A DOLL HOUSE is about spiritual 'awakening' within the modern world: its possibility, difficulty and danger. The action is set at a time of symbolic rebirth, Christmas, the time of the death of the old year and the birth of the new. This seasonal feast, in Norway, is given the pagan name of 'Yule' and has the pagan associations of feasting, dancing, gifts and the good life in materialist terms. TORVALD and NORA HELMER both live in an illusory, false, 'doll house' and need to be expelled from this false Eden. If it is Nora who awakens first, this is because it is she, and not Torvald, who has been put through the violent shocks of three days drastic self-examination and examination of her world. But the play ends with Torvald, and the possibility of his awakening too.

There are TWO couples in this play that will experience this 'turning point' of the year in radically different ways. One couple has the pagan names TORVALD (Thor) and NORA (Eleonora/Helen). They perform the pagan celebration: the Yule tree, the gifts, the tarantella dance, the feasting.
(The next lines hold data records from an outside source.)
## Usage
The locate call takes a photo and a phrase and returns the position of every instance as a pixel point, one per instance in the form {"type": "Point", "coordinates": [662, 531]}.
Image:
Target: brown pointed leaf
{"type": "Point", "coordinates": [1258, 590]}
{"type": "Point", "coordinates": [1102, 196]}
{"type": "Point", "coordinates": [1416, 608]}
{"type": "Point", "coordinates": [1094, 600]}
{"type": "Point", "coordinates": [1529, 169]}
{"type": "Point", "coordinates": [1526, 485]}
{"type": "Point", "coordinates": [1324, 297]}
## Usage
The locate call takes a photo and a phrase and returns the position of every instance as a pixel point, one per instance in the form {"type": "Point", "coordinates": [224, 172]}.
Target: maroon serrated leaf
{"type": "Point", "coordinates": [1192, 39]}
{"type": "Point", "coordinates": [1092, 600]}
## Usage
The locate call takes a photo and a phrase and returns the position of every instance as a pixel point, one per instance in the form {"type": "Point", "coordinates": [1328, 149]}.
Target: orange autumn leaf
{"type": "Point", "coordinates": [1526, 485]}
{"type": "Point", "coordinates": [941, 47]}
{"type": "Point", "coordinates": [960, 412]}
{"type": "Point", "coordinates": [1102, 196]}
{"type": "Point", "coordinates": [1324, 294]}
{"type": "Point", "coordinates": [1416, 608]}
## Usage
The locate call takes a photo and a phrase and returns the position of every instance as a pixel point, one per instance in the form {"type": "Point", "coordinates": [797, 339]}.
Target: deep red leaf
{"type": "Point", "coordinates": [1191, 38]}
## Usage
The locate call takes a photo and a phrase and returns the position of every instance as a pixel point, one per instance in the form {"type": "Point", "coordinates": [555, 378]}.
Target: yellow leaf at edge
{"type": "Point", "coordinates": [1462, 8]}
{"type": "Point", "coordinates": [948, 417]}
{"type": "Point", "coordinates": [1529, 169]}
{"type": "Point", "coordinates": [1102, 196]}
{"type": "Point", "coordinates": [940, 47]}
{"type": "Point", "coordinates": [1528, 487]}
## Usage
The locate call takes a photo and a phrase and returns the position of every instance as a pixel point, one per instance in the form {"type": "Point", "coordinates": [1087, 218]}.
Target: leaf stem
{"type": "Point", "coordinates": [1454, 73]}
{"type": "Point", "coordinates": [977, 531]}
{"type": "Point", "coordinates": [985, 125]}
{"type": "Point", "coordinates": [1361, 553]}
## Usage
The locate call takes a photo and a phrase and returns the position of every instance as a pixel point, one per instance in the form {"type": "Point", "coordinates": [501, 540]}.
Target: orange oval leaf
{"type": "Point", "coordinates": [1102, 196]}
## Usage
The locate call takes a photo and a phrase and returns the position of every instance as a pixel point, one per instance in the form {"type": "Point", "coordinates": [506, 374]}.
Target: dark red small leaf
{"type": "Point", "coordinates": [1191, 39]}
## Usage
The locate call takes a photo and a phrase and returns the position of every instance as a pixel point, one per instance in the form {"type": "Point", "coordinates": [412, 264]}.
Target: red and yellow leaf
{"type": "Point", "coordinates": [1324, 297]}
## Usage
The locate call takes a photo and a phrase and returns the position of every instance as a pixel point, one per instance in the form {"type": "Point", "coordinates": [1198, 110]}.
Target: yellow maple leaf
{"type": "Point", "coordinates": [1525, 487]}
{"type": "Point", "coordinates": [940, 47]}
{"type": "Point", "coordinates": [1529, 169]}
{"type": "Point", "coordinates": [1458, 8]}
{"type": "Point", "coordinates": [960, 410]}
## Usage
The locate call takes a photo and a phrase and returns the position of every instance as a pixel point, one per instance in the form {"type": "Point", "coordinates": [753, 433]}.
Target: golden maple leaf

In the last act they are heard dancing, in a room above, just before their world is about to be devastated. Below, are CHRISTINE and KROGSTAD, whose lives of sorrow, forgiveness, reconciliation, (embodying the Christian aspect of the season) move in the opposite direction from devastation to happiness.

The themes of the play, therefore, explore beyond the dimensions of particular social issues with which the play long has been associated. These issues are only one component of the rich human drama opened up by the dialectical action.